It was over. After years of fear and of death and of Voldemort, it was finally out of everyone's lives for good.
It was draining, that feeling of completion; Susan Bones felt it sharply. Her life, up to that point, at least, felt purposed and focused on one thing - resistance. But now...now there was nothing left to fight for, because they had already won.
Or had they?
The battle was two days gone, but so many of the combatants were too jubilant over the victory, too grief-stricken over losses, or some sick marriage of the two to leave Hogwarts. She was no different, but after days of seeing people weeping in corners, it was time to get out. Susan felt trapped by the raw emotion that surrounded her, and she needed some sort of release.
Her feet carried her to Hogsmeade, but the town was nearly abandoned, as a good number of the residents were still at Hogwarts in the post-war throng. The doors and windows of all the buildings were sealed up tightly, save for one. The battered door to the Hog's Head was hanging open, swaying in the gentle breeze. Someone was inside, and it sure wasn't Aberforth Dumbledore, who was still at the castle.
Wand out, Susan warily stepped inside of the dingy tavern. There was no trace of anyone in the room, at least until she heard a pitiful groan come from behind the bar. Had someone stumbled out of the battle, wounded, only to fall here? Maybe this mysterious moaner needed help, and she decided that she would take that chance.
"Hello?" she called out tentatively. However, her hail was met by another pained noise at a slightly increased volume. Perhaps this person was unable to do more, which meant that he (judging by the timbre of the voice, it was almost certainly male) was in dire need of assistance.
Susan rushed behind the bar to see who had had the strength to stagger this far, but when she caught sight of the source of the pained whinging, it was one of the last few people who she thought she'd see. It was Theo Nott.
She picked up his hand to feel for his pulse. It was slow, but he seemed to be okay in that department. Next, she looked around his body for any sign of wounds, but she found none. That was when her eyes strayed a few inches beyond his hand and to the empty bottle of Firewhiskey that lay like it had fallen from his grip when he had passed out.
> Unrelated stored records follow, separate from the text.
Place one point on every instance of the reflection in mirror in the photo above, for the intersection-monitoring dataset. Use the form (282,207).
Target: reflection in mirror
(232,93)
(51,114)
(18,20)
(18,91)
He wasn’t wounded or in pain at all (well, maybe in pain a bit, judging by how much of it he had consumed). He was drunk. With an annoyed huff, Susan dropped his hand unceremoniously on the floor. She had no time for rotten, green-clad, Slytherin sots when there were people back at the school who were genuinely in need of help. This one could just stay there for all she cared.
She strode toward the door in order to put as much distance as she could between herself and Theo’s stinking form; but, just as she was about to close the door, she stopped. Her gaze went back to the bar, behind which was her former classmate’s prone body. She couldn’t just leave him like that. As much as she wanted to, it was simply not in her nature to abandon someone in a bad situation, even if it was of his own making.
With a flick of her wand, Susan Levitated Theo and guided him through the air and toward the stairs. It was an inn, after all; no matter how manky they may be, leaving him in a bed was better than leaving him on the floor. Soon, he was tucked into the cleanest room she could find. She supposed that she could have cleaned both him and the room up a bit, but he was one of them. It was more than he deserved.
He seemed like a good sleep was what he needed, so Susan decided to leave him to it. She was sitting on the edge of the bed, but she pushed herself up to leave. It caught her by surprise when she felt a tug on the hem of her shirt. After looking behind her, she was shocked to see that Theo’s hand was the source. And he was awake, looking right at her.
“Don’t leave,” she heard him whisper.
There was no earthly reason why she should’ve stayed, but Susan felt herself shift back to her former seat, never looking away from Theo’s surprisingly lucid eyes. She knew she would never be able to resist that look in his eyes. “Okay.”